In order to estimate the $\pi$, the idea is to simulate random (x, y) points in a 2-D plane with domain as a square of side 1 unit. Imagine a circle inside the same domain with same diameter and inscribed into the square. We can generate a large number of uniformly distributed random points and plot them on the graph. These points can be in any position within the square i.e. between (0,0) and (1,1). We keep track of the total number of points, and the number of points that are inside the circle. If we divide the number of points within the circle, $N_{inner}$ by the total number of points, $N_{total}$, we should get a value that is an approximation of the ratio of the areas we calculated above, $\pi/4$.

Write a function `approximate_pi` with argument `number_simulations` to approximate the Pi value using Monte Carlo simulations. You may consider to use `numpy.random` to make random draws. 

Give a rough estimate about how many random draws you may need to achieve accuray of 99.999% (by comparing with numpy.pi).

In [None]:
# Question 2



### Question 3 (40 points) California housing

We will explore the famous Califronia housing dataset.

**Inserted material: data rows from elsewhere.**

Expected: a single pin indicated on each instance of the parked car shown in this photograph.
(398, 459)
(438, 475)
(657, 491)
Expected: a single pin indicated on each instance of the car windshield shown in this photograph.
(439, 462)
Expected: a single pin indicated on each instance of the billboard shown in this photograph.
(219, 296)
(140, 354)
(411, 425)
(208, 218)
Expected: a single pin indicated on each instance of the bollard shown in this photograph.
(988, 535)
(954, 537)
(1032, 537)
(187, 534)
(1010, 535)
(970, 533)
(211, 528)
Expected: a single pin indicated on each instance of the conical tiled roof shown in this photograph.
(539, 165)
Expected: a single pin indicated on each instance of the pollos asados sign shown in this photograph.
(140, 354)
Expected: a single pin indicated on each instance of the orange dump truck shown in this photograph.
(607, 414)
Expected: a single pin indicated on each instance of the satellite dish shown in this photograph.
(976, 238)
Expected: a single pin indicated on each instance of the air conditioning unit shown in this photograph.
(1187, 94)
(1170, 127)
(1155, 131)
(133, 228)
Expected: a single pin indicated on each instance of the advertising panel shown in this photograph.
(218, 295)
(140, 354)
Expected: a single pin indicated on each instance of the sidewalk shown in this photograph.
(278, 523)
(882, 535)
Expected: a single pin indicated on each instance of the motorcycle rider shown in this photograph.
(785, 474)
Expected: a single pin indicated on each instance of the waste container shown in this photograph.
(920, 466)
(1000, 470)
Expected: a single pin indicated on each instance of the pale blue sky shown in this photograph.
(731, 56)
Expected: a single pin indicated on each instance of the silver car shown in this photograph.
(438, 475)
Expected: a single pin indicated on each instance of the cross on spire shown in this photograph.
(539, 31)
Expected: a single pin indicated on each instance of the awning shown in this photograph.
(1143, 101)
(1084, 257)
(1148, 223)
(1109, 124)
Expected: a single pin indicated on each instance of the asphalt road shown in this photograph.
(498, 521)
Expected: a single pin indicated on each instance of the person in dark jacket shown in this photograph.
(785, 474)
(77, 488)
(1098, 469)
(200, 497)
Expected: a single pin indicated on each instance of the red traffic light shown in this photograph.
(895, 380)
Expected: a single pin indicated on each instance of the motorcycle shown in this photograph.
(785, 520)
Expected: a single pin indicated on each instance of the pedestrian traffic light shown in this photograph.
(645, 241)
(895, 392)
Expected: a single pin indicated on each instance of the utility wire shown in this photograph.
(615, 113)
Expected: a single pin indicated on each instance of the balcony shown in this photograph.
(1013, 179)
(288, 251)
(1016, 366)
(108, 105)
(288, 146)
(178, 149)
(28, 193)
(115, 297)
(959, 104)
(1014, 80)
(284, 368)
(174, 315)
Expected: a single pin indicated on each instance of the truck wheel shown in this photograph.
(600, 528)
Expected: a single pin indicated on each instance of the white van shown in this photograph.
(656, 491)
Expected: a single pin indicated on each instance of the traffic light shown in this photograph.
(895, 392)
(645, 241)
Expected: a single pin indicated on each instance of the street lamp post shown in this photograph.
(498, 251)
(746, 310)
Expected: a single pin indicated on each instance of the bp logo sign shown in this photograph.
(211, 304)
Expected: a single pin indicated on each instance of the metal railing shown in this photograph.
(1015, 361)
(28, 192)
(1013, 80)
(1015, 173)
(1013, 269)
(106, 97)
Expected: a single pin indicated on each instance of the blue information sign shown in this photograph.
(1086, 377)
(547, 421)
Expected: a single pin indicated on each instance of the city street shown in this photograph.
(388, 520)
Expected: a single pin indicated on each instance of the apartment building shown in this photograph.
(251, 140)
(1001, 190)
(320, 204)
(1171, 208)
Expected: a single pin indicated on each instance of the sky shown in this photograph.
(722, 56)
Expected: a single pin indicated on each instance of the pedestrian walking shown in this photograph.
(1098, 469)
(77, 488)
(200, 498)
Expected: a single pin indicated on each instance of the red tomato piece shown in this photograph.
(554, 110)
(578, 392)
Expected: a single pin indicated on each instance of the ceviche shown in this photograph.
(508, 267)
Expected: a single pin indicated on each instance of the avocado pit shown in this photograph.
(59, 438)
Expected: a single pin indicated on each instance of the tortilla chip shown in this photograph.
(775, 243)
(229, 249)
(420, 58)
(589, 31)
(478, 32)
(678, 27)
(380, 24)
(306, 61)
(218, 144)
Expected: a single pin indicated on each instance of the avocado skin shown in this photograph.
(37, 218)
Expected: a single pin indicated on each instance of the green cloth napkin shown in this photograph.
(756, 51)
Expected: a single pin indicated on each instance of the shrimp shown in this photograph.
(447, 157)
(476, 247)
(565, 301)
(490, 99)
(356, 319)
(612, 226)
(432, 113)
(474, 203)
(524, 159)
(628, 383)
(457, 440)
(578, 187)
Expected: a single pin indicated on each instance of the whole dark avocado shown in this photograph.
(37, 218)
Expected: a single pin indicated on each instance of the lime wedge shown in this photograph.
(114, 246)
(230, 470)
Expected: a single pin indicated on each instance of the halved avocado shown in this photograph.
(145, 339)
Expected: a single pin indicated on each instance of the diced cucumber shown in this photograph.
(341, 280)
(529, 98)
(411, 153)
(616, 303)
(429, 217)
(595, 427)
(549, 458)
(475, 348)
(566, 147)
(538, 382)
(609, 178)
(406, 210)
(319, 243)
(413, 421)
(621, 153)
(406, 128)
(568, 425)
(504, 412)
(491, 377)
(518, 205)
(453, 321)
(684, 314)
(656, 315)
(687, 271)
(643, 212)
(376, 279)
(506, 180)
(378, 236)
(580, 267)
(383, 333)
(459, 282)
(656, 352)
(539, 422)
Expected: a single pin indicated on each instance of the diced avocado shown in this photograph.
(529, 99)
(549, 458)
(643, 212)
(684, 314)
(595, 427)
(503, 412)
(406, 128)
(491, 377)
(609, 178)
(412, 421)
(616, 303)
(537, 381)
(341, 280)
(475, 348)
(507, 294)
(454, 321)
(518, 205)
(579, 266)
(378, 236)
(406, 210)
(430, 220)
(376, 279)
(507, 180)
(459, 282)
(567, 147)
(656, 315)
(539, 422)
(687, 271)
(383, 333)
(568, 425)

The original database is available from StatLib http://lib.stat.cmu.edu/datasets/


The data contains 20,640 observations on 9 variables.
This dataset contains the average house value as target variable
and the following input variables (features): records
the following for each tract in California: Median house price, median
house age, average number of rooms per house, average number of bedrooms,
average number of occupants, total number of houses, median income
(in thousands of dollars), latitude and longitude.

You can download the data from the Internet as:

```python
from sklearn.datasets.california_housing import fetch_california_housing

cal_housing = fetch_california_housing()

```

The dataset has the following format:
```
    dataset : dict-like object with the following attributes:
    dataset.data : ndarray, shape [20640, 8]
        Each row corresponding to the 8 feature values in order.
    dataset.target : numpy array of shape (20640,)
        Each value corresponds to the average house value in units of 100,000.
    dataset.feature_names : array of length 8
        Array of ordered feature names used in the dataset.
    dataset.DESCR : string
        Description of the California housing dataset.
```

** Question 3.1 ** (5 points) Create a dataframe of `california_housing` from the fetched dataset using the data, target and feature_names, shows how many observations/features

** Question 3.2** (5 points) Show the descripive statistics of features

** Question 3.3** (15 points) Compare the areas with houses having more than 25 years old with areas with houses having less than 10 years old, what do you find about their total rooms, total bedrooms, median household incomes?

** Question 3.4 ** (15 points) What is the difference between average median house price for households with top 20% of median houshold income and bottom 20% of median household income?